Assignment 1

In this assignment you will learn how to analyze performance of applications using hardware counters. This is a skill that you could use in many research projects. Your goal will be to analyze how applications are affected by contention for the processor cache.

You will choose several experimental applications. Of these applications, one will be the principal application, others will be the interfering applications. You will run the principal application with each interfering applications, ensuring that the two share the same cache. (More on how to accomplish this below). Your will measure the cache miss rate (in misses per instruction) and the instruction per cycle (IPC) of the principal application as its runs with each interfering application. Based on these data you will conclude how the principal application’s cache miss rates and IPC are affected by the interfering applications. Try to provide an explanation for the effects you observe by learning something the nature of the applications (you can do this by reading the code or by finding information about the benchmarks online).

Experimental platforms:

You will perform experiments on either one (not all) of these machines.
  • coolthreads.cs.sfu.ca – this is a Solaris/SPARC (Niagara) system with eight cores running Solaris 11. On each core there are four hardware threads, or virtual CPUs. The threads running on the same core share an L1 instruction cache and an L1 data cache. In addition, cores share an L2 cache. L2 cache is unified: it contains both instructions and data. On Niagara you can measure interference in two different cache levels: L1 cache and L2 cache.

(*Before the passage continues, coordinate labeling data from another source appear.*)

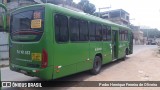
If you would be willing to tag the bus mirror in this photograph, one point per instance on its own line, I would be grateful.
(3, 20)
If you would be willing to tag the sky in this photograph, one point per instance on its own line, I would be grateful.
(142, 12)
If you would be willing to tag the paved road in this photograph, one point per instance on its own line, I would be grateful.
(8, 75)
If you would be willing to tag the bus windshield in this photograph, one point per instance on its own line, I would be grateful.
(27, 26)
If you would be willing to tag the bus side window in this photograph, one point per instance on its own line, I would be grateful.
(104, 34)
(74, 29)
(61, 28)
(83, 31)
(1, 22)
(98, 32)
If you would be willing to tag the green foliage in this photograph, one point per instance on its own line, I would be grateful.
(87, 6)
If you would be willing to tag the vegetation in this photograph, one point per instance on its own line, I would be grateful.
(151, 33)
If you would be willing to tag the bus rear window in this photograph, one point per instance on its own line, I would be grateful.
(27, 26)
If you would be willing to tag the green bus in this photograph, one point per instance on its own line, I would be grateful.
(3, 18)
(49, 41)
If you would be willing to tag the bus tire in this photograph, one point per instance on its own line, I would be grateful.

    To measure interference in both the L1 cache and the L2 cache you will need to run your benchmarks on the same core. There are eight cores on Niagara, and four virtual CPUs per core. In total, there are 32 virtual CPUs numbered 0-31. Virtual CPUs on core 0 are numbered 0-3, virtual CPUs on core 1 are numbered 4-7, etc. To run your benchmarks on core 1, for example, you could bind you benchmarks to virtual processors 4 and 6, for example. (More on binding later).

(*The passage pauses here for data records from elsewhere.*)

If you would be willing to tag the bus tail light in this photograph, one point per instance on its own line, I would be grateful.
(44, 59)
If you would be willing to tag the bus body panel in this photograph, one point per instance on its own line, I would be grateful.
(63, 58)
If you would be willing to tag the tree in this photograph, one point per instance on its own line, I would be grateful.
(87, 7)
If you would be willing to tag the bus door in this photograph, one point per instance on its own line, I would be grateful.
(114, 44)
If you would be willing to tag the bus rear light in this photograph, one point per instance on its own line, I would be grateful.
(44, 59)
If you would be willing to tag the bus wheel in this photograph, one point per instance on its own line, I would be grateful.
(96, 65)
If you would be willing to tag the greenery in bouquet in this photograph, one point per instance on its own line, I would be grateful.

    To measure the interference in the L2 cache, but not in the L1 cache, you will need to run your benchmarks on two different cores. For example, you could bind them to virtual processors 1 and 5.

  • quad.cs.sfu.ca – this is a Solaris/x86 quad-core system running Solaris 11. On quad’s motherboard, there are two physical chips (or CPU packages), each CPU has two cores. The two cores share an L2 cache. On quad you can only test the interference in the L2 cache, since the L1 cache is not shared. Virtual processors in quad are numbered 0, 1, 2, and 3. L2 cache is shared among processors 0 and 1, and among processors 2 and 3. To test L2 cache interference, you would bind your benchmarks to processors 0 and 1, or to processors 2 and 3.

Using hardware counters:

To evaluate cache interference of applications, you will need to measure various performance statistics. For example, to evaluate L1 cache interference, you will measure L1 data cache misses, L1 instruction cache misses and instruction per cycle (IPC). Cache miss rate should increase if there is a high cache intereference between the benchmarks. IPC should decrease, on the other hand, the higher the cache miss rate the fewer instructions per cycle the program executes.

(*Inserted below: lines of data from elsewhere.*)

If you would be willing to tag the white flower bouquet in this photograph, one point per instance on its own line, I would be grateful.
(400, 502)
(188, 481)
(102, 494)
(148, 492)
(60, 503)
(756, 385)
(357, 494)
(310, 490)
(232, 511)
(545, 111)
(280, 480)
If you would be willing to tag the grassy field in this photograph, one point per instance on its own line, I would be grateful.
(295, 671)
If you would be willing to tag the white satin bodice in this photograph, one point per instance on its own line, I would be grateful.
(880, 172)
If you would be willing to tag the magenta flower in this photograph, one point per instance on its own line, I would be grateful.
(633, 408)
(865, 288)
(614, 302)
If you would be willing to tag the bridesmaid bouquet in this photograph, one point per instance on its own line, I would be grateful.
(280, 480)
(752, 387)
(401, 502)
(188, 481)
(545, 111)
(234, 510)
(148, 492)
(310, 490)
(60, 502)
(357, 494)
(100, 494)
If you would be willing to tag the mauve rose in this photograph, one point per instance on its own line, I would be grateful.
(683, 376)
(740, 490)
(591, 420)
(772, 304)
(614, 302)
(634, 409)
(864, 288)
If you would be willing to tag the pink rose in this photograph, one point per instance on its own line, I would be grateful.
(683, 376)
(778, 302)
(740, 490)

To measure these performance statistics you will use a tool cputrack. To find out what kinds of hardware counters are available on your experimental machine run “cputrack –h”. Notice the difference in hardware counters between coolthreads and quad! Read the manual page for cputrack “man cputrack” to learn how it works.

Here are some examples of using cputrack.

To measure L1 instruction cache misses and IPC on coolthreads, run your benchmark like this:

cputrack -evf -t -T0.1 -o ouput.txt -c pic0=IC_miss,sys,pic1=Instr_cnt,sys your_benchmark
  • option -t asks cputrack to print processor cycles: you will use this for the calculation of the IPC.
  • option -c tells cputrack which events to count in the two counters available on coolthreads. In this example, we count instruction cache misses (IC_miss) in counter 0 and retired instructions (Instr_cnt) in counter 1.
  • “sys” tells cputrack to count events that occur both at user level and in system calls.
  • option -T0.1 tells cputrack to sample counters ten times per second. Using larger intervals is not recommended due to a bug in cputrack (that my students and I have found): it may result in cputrack reporting wrong values.
  • option -o tells cputrack to write output to the file called “output.txt”.
  • options -evf are very important to use. Read about them in the man page.

Performance counters on quad

Quad has an Intel processor, often referred to as x86 architecture. This is a CISC processor, and it has a complex structure and many hardware counters. It may be quite challenging to figure out which counter to use to count the events you want. Here are some hints for this assignment:
  • To count the number of completed instructions use inst_retired
  • To count the number of instruction cache misses use ifu_ifetch_miss
  • To count the number of data cache misses use dcu_lines_in
  • To count the number of L2 cache misses use l2_lines_in
Also note that on quad only pic0 counter is working! So you cannot use pic1.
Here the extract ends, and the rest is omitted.